Wednesday, January 07, 2009

England cricket is rotten at the very top


The departure of Moores and KP must surely be the final nail in the coffin of the incompetent and malignant regime of Giles Clarke and David Collier at the ECB. It actually defies belief what damage these two have done to the good name of England cricket and if they had any decency they would go – NOW!

The charge sheet against Clarke is long and shaming. It isn’t only the Stanford debacle that must be laid firmly at his door. Far from it. He has single-handedly ensured that by his complete failure to manage his staff, starting with the otiose Collier and including the selectors and above all the Coach that he couldn’t run the proverbial piss up in a Brewery. Whilst Clarke was gallivanting with Stanford and his tainted millions England cricket was sailing into very squally waters indeed.

The finances of the ECB are huge, but under Clarke no serious effort has been made to correct the imbalance which exists between the money that is needed to create a credible cricket infrastructure in England, and the ridiculous handouts that sustain the untenable County system. In short Clarke wastes our money.

The next charge is in respect of the media rights to England cricket. Surely the imperative has to be to ensure that the maximum number of TV viewers can see the game – not to maximise revenues. Clarke’s ignorant and abusive diatribes at the BBC were uncalled for and counter-productive. The BBC has walked away from covering England international cricket largely because Clarke, in his pursuit of riches from Sky, gave them no encouragement and his arguments otherwise are utterly disingenuous.

It is the vulgarity of the man and all that he does that sticks in the gut. The departure of Michael Vaughan had all the hallmarks of an organisation riddled from the top with people who haven’t a clue about man management. The failure to create a hierarchy within which the Coach and the Captain worked harmoniously together is also a direct consequence of the Clarke/Collier axis’s incompetent management behaviour and style.
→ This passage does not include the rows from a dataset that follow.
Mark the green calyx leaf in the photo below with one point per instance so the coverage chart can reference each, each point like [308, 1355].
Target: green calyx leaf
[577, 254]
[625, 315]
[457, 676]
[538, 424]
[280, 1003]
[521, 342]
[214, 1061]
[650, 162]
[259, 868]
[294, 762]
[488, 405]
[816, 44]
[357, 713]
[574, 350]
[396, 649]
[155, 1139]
The enduring memory of Giles Clarke will be Stanford which reduced the game of cricket to a fairground attraction and did untold damage to the reputation of the game. It was the antithesis of the Spirit of Cricket.
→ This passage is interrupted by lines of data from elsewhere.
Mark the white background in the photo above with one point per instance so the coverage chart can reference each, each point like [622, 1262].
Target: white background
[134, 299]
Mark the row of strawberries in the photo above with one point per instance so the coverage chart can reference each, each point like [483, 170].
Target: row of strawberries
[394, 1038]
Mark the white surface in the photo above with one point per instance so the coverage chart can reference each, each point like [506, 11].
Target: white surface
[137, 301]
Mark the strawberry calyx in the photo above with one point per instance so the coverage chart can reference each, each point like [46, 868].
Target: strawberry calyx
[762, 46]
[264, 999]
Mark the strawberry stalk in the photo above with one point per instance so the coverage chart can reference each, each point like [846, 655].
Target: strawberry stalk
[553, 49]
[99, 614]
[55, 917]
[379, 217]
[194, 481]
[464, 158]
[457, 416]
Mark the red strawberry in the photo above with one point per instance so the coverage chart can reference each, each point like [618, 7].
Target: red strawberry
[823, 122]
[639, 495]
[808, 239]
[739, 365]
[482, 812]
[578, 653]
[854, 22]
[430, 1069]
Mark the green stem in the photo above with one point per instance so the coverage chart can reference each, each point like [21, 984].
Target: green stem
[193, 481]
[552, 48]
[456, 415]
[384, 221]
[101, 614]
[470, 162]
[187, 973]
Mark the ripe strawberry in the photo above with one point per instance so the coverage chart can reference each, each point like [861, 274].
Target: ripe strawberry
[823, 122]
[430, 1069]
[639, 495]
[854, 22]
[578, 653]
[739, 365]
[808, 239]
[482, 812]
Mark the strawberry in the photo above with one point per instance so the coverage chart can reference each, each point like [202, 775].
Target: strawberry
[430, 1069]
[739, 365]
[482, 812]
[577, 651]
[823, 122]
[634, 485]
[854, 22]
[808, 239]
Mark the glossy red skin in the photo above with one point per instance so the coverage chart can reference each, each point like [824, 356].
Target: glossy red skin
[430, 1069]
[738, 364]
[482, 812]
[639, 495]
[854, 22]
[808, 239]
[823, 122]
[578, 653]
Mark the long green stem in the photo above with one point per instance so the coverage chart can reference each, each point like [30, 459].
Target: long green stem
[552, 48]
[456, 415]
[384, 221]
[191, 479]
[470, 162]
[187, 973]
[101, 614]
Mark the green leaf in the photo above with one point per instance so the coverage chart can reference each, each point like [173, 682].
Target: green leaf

I’m very sad to see Pietersen go – rather less so to see the departure of Moores. But let’s put the monkey fairly on the right shoulder – stand up Giles Clarke and wave goodbye.

Monday, January 05, 2009

Kp versus Moores - only one winner!

The English cricket establishment finds it hard to cope with a Captain with cojones. Vaughan had them, but was quite a diplomat and had a strong ally in Duncan Fletcher. Pietersen runs on a supreme self-confidence which comes in no small part to never having been part of the flaccid and unambitious world of English cricket – especially English county cricket. KP used Nottinghamshire and Hampshire simply as necessary tools to realise his ambition to play international cricket. Once he achieved this he has never looked back. KP’s leading by example started in his very first Test match when he top-scored in each England innings at Lord’s in the first Ashes Test of 2005. He almost immediately became part of a triumvirate who were the real inspiration behind England’s Ashes triumph (Fletcher, Vaughan and KP). Of course other players played out of their skins in 2005 – but KP was absolutely key to the regaining of the Ashes as much from his attitude and style as from his contributions on the filed of play.

Moores is a product of the English County system as player and coach. This system is moribund, outdated and complacent. It produces people like Moores – jobsworths with no real thirst for a fight and none of the get up and go we see from Australia and South Africa.

KP, like Tony Greig before him, doesn’t think much of county cricket and doesn’t think much of the putrid English cricket establishment. He is a winner and he doesn’t want banal and pedestrian plonkers like Moores in the dressing room!